1. At our recent board meeting, several directors raised concerns about spending too many man hours (and dollars I must say) on accounting for future tax consequences. Their biggest argument was that as long as the tax man is happy and we are not cheating on our tax returns, then we are simply wasting money in accounting for temporary differences and deferred tax assets (DTAs) and deferred tax liabilities (DTLs) (which I must admit is a mystery to me). Do you have any problems if we do not account for the DTAs and DTLs and just account for the current tax liability?

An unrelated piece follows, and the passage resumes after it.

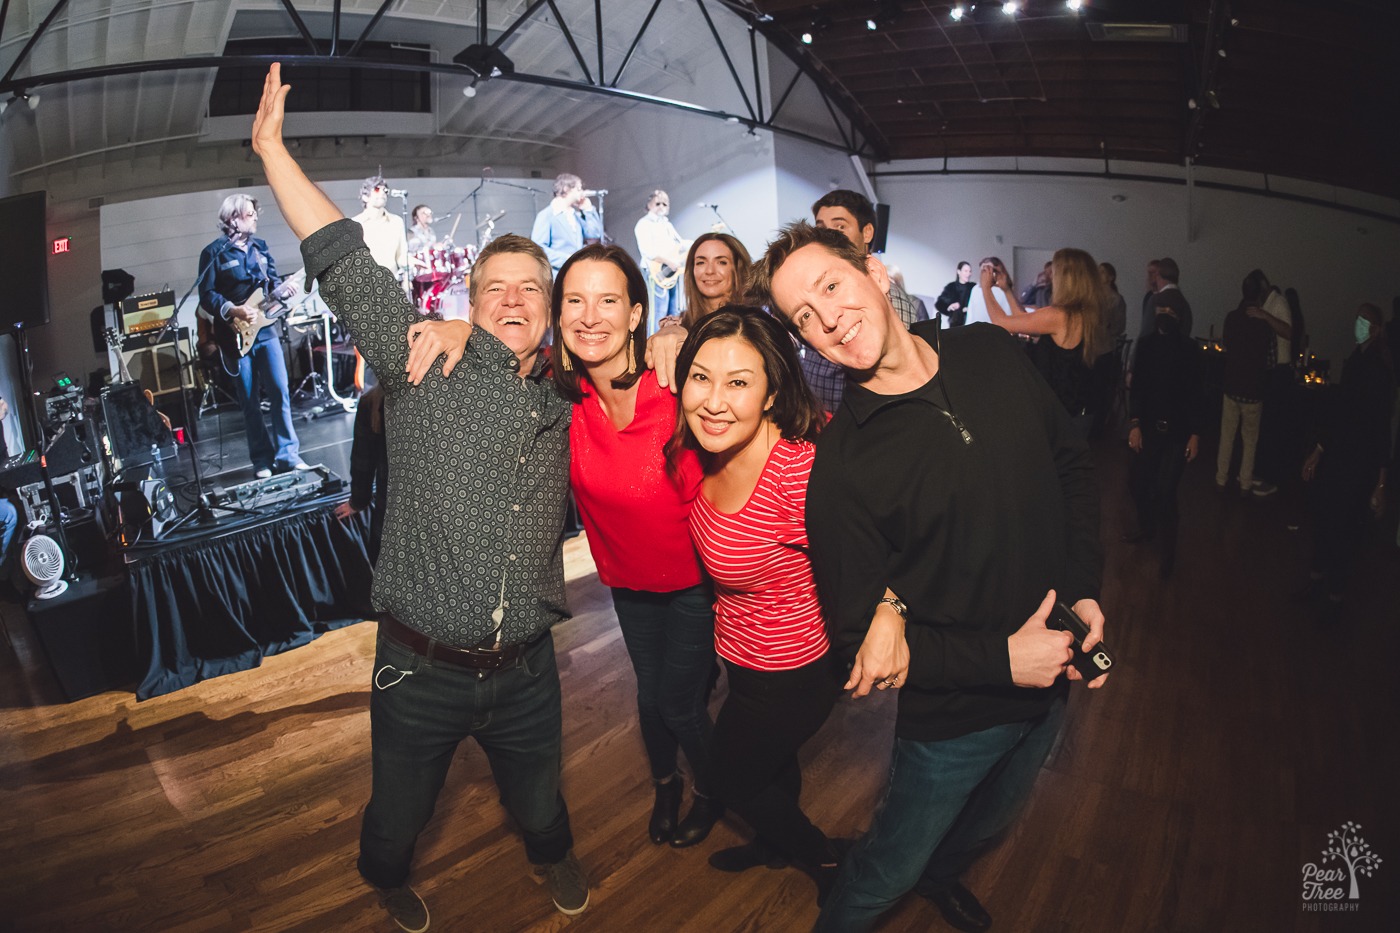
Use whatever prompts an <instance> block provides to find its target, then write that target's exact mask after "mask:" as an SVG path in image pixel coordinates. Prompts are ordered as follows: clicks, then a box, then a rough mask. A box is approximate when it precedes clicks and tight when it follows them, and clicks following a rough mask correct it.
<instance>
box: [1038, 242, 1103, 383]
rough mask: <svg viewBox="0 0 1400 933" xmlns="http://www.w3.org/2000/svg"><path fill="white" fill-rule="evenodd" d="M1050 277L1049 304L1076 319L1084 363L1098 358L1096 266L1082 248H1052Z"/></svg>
mask: <svg viewBox="0 0 1400 933" xmlns="http://www.w3.org/2000/svg"><path fill="white" fill-rule="evenodd" d="M1050 262H1051V266H1053V275H1054V286H1053V293H1051V296H1050V304H1053V305H1054V307H1057V308H1060V310H1061V311H1064V312H1065V315H1068V317H1070V318H1071V319H1074V318H1078V319H1079V322H1081V328H1082V331H1084V342H1082V346H1084V361H1085V363H1088V364H1089V366H1093V361H1095V360H1098V359H1099V352H1100V347H1099V340H1100V336H1102V335H1100V333H1099V319H1100V318H1102V317H1103V283H1102V280H1100V279H1099V265H1098V263H1096V262H1095V261H1093V256H1091V255H1089V254H1088V252H1085V251H1084V249H1071V248H1065V249H1056V254H1054V258H1053V259H1051V261H1050Z"/></svg>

2.Our company has recently entered into a long-term and a radical agreement with several of our retailers in Australia. Under the new agreement, at the start of every quarter, we will ship a variety of our products (suitable for that state and that time of the year) to our retailers. All retailers have agreed to set aside a section in their stores to exclusively display our products including the display windows at the front of the store. In return we have agreed to pay a fee to each store on a monthly basis for allowing us the access to this window space and space on the shop floor to advertise and sell our products. The average fee is around $600 per square meter, per store per month. At the end of the quarter, the store will return all the unsold products to us and we will send out a new shipment to prepare for the next quarter. The stores will also transfer the revenue from total sales to us after deducting the display fee noted above. The board unanimously agreed to recognize the sales revenue at the start of the quarter.
At the end of the quarter when the excess inventory is returned to us by the stores, we can always make the necessary adjustments i.e. reverse both the sales revenue and cost of sales as well the amount owed by the stores and the incoming inventory. After all, the net effect would be the actual sales of the period. The board also agreed that the fee we pay to the stores should not be recorded separately because that is the cost of doing business. So we will only record the net amount received as sales revenue. This should simplify matters, shouldn’t it?